PV System power Wall
Why can’t you just connect an inverter directly to the closest 120-volt household outlet you can find?
PV System power Wall

I have read many of your articles detailing the design and installation of solar-electric systems and am very inspired to start planning one of my own. I want to mount PV modules on my garage because it faces due south and has an excellent pitch. However, it’s about as far as you can get from my home’s main breaker panel. This means that I would have to run an expensive and, more importantly, a long and difficult conduit run.

I’ve never understood why you can’t just connect the inverter directly to the closest 120-volt household outlet that you can find. Of course, that would mean using a 120-volt inverter, such as the SWR1800U from SMA America. Would I be making a mistake by connecting it to the closest outlet I can locate?

Jakob Speksnijder • West Chester, Pennsylvania

From a strictly electrical perspective, there is nothing incorrect or inherently unsafe about making a grid-tie inverter’s AC connection into an AC outlet circuit. But from a National Electrical Code (NEC) viewpoint, it is not acceptable. There also might be some performance problems caused by connecting a grid-tie inverter this way.

Where the inverter is connected really makes no difference to the electrons. But the NEC requires that a grid-tie inverter be connected to its own dedicated wiring circuit—connecting it to a 120 VAC outlet circuit does not meet this requirement.

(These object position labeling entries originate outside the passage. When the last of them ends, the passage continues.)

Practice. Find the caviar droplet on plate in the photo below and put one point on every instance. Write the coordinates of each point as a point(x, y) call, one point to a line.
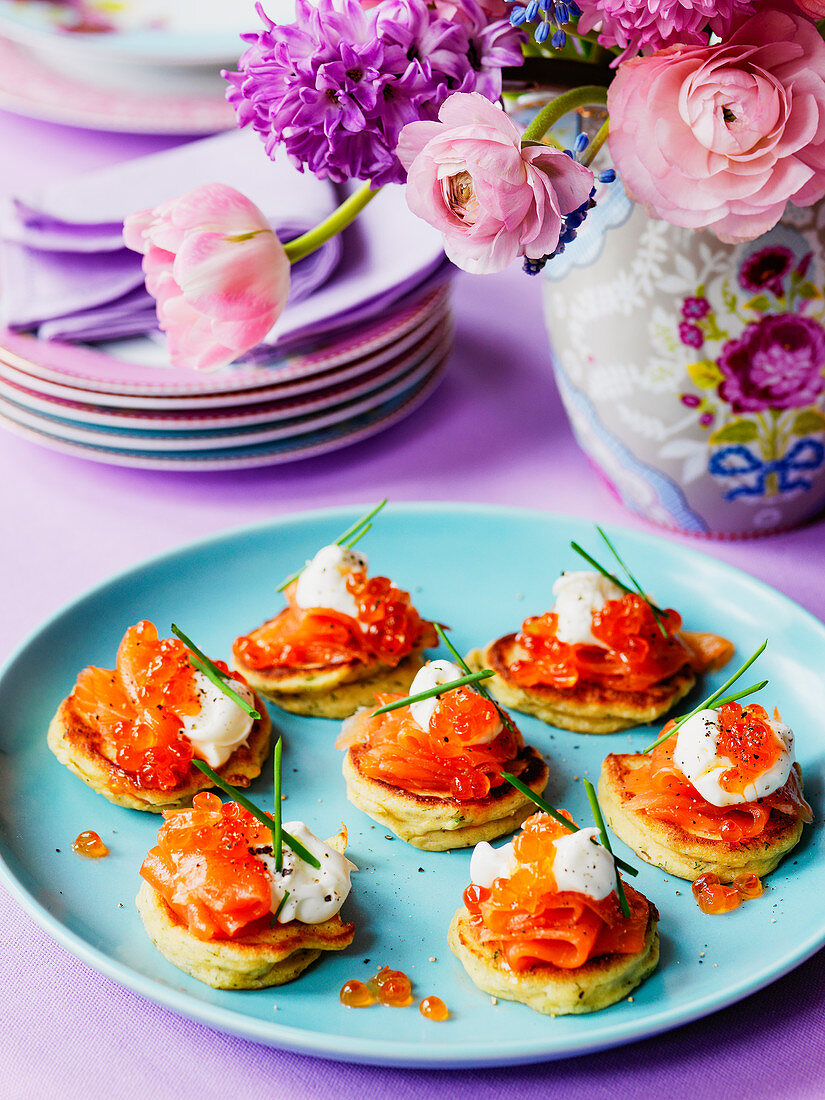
point(356, 994)
point(394, 988)
point(88, 844)
point(716, 897)
point(433, 1008)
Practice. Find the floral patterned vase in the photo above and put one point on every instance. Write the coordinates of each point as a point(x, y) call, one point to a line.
point(693, 372)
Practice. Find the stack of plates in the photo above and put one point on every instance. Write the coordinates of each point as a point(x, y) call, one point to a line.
point(109, 405)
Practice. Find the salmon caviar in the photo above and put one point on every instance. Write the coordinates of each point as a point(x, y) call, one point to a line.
point(394, 988)
point(433, 1008)
point(88, 844)
point(356, 994)
point(715, 897)
point(748, 886)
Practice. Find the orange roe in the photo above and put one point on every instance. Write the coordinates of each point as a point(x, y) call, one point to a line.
point(135, 711)
point(356, 994)
point(747, 739)
point(638, 655)
point(386, 629)
point(531, 923)
point(88, 844)
point(433, 1008)
point(452, 758)
point(394, 988)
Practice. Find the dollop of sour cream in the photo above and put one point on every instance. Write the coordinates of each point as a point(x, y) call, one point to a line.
point(578, 595)
point(579, 865)
point(322, 583)
point(696, 756)
point(316, 894)
point(433, 674)
point(220, 726)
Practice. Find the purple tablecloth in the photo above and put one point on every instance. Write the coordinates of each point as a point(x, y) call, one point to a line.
point(495, 431)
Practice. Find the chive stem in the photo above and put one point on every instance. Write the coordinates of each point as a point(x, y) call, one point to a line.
point(259, 814)
point(547, 809)
point(341, 540)
point(439, 690)
point(706, 704)
point(612, 576)
point(276, 914)
point(482, 690)
point(614, 551)
point(201, 662)
point(606, 843)
point(276, 833)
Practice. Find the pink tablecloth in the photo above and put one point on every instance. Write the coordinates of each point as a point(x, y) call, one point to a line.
point(494, 432)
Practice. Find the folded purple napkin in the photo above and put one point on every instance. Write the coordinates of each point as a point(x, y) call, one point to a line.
point(65, 271)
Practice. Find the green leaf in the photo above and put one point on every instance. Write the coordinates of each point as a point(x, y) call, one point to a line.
point(760, 304)
point(705, 374)
point(809, 421)
point(809, 290)
point(736, 431)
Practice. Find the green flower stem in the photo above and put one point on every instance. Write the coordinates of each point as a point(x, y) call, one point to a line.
point(337, 221)
point(561, 106)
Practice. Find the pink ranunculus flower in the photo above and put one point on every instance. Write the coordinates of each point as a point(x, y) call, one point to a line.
point(218, 271)
point(493, 200)
point(722, 136)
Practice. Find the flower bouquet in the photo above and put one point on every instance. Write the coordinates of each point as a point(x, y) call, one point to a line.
point(714, 125)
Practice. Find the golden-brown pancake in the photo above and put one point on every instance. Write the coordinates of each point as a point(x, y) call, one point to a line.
point(553, 990)
point(586, 708)
point(334, 691)
point(668, 846)
point(75, 745)
point(436, 823)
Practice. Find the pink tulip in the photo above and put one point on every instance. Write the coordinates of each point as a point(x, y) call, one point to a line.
point(219, 273)
point(493, 200)
point(722, 136)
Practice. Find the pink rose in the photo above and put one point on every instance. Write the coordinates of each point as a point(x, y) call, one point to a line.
point(724, 135)
point(219, 273)
point(493, 200)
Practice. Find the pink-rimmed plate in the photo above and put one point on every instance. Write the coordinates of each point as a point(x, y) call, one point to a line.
point(94, 370)
point(264, 411)
point(311, 446)
point(209, 439)
point(29, 86)
point(30, 384)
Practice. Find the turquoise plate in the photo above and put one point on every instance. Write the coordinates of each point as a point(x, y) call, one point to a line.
point(482, 570)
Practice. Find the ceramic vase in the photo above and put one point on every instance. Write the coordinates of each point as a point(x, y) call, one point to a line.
point(693, 372)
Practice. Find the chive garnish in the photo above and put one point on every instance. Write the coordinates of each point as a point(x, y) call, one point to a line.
point(606, 843)
point(614, 551)
point(259, 814)
point(201, 662)
point(276, 832)
point(439, 690)
point(546, 807)
point(612, 576)
point(713, 699)
point(353, 534)
point(482, 690)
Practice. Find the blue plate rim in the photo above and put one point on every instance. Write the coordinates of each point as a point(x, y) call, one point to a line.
point(381, 1052)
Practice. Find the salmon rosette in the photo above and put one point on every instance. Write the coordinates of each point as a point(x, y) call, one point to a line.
point(542, 923)
point(723, 794)
point(215, 904)
point(431, 770)
point(132, 732)
point(600, 660)
point(342, 637)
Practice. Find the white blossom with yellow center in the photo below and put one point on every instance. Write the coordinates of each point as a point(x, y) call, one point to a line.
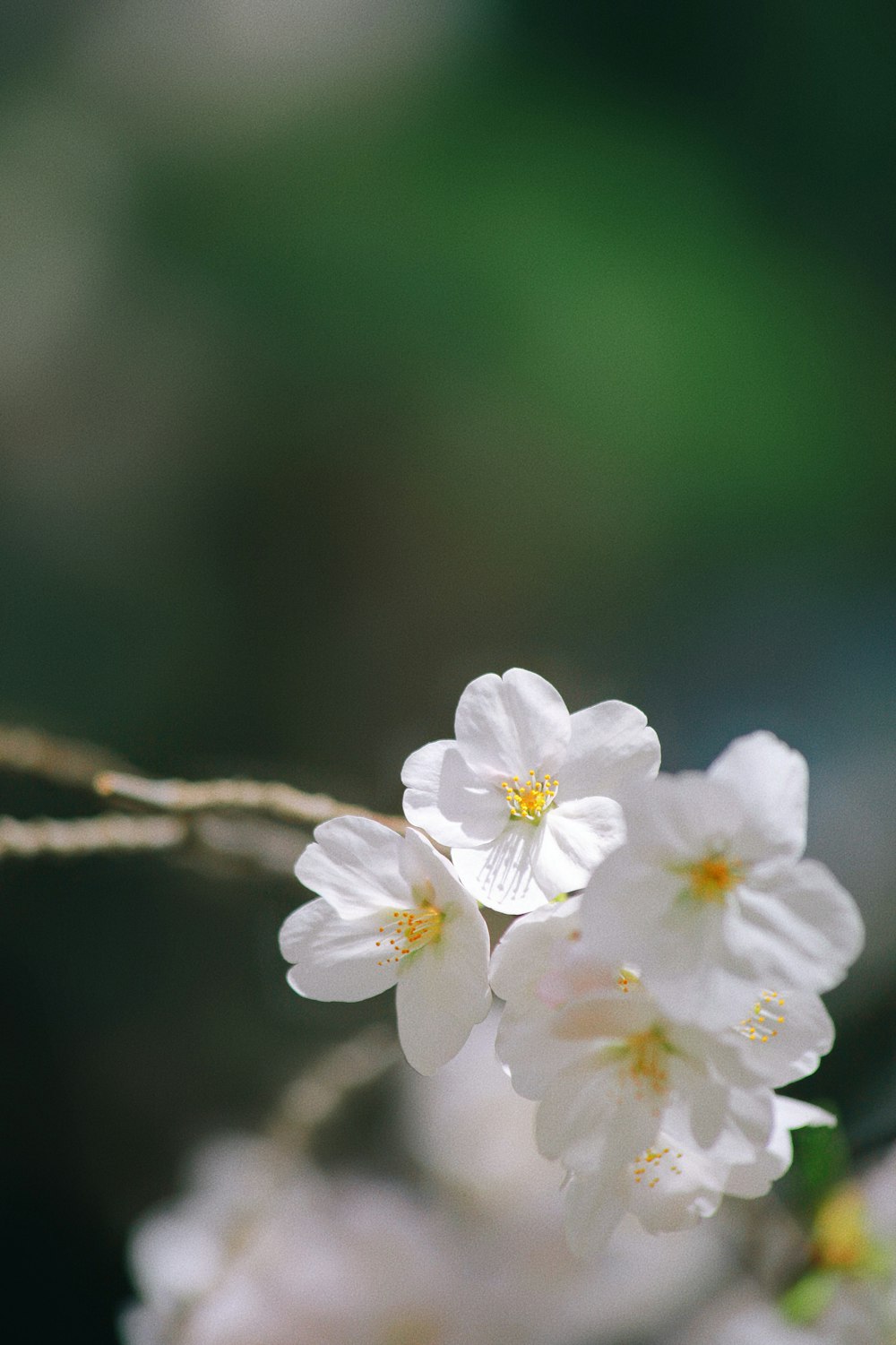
point(712, 883)
point(526, 795)
point(391, 912)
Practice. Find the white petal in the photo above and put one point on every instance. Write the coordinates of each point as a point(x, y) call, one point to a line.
point(753, 1180)
point(788, 1043)
point(772, 781)
point(354, 865)
point(683, 818)
point(334, 958)
point(574, 837)
point(443, 991)
point(447, 799)
point(501, 875)
point(512, 725)
point(521, 958)
point(611, 748)
point(678, 1189)
point(802, 929)
point(590, 1213)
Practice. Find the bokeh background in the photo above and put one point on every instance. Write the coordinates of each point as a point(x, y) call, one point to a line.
point(349, 351)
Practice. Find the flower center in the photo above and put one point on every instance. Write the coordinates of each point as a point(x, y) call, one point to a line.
point(408, 931)
point(528, 799)
point(712, 878)
point(644, 1054)
point(766, 1017)
point(649, 1165)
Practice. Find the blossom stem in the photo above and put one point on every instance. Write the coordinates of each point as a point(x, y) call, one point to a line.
point(88, 835)
point(278, 800)
point(61, 760)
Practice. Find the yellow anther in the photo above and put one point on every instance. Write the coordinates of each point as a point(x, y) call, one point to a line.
point(712, 878)
point(529, 800)
point(410, 929)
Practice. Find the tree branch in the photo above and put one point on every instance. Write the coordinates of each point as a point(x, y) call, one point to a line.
point(88, 835)
point(61, 760)
point(278, 800)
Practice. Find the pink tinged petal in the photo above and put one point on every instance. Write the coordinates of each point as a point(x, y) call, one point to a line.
point(804, 932)
point(512, 725)
point(448, 800)
point(753, 1180)
point(677, 1188)
point(501, 875)
point(611, 748)
point(354, 864)
point(625, 902)
point(431, 878)
point(772, 783)
point(443, 991)
point(530, 1052)
point(522, 955)
point(783, 1035)
point(334, 958)
point(573, 840)
point(680, 819)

One potential problem with using the outlet circuit for the inverter has to do with the possibility of excessive voltage drop in the existing wiring when the grid-tie inverter is operating at high power levels. Underwriters Laboratories Standard 1741 requires the operation of a grid-tie inverter to fall within a very tight voltage window to satisfy safety and power quality requirements. Often a long wire run like you described should be installed with a larger wire size than the #12 cable typically used in home outlet circuits. The heavier-gauge wiring will have a higher current rating, minimize voltage drop, and ensure optimal inverter performance.

In addition, if the wiring feeding the outlet circuit were heavily loaded with appliances, the AC voltage might drop below the grid-tie inverter’s lower voltage limit, especially when an appliance starts up. This could result in the inverter frequently shutting off and restarting, which will reduce the system’s performance and possibly affect inverter reliability over time.

Finally, many utilities will require an externally mounted AC inverter disconnect located nearby the service entrance and utility meter. With the inverter located in the garage and connected to an AC outlet, this would not be possible. If your garage has a subpanel, it might be possible to tie into a breaker there, depending on local utility requirements.

Christopher Freitas

Comments (3)

eman21401's picture

thank you for your reply. true, these wonderful units are not UL Approved. They should be. They are safe. If professionally installed on a dedicated circuit they can make quite a difference. I think the NEC people update the code book every three or so years. like i said these units have island protection and have been out for awhile. talk more when you study up on the product I'm talking about.

eman21401's picture

Hello, I bought two plug and play GTI units on ebay recently. They work great and are perfectly safe on dedicated circuits... Yes, these units have complete Island protection as per NEC regulations. Which brings up the question, Why hasn't the NEC property addressed these useful devices by now ? They have been out for several years. I started off with a battery based system.

Michael Welch's picture
I'm not sure what you are referring to. The NEC probably has code to address any legitimate appliance. It requires that appliances be tested and listed to UL standards before it can be installed to Code. Listing is something the manufacturer must complete.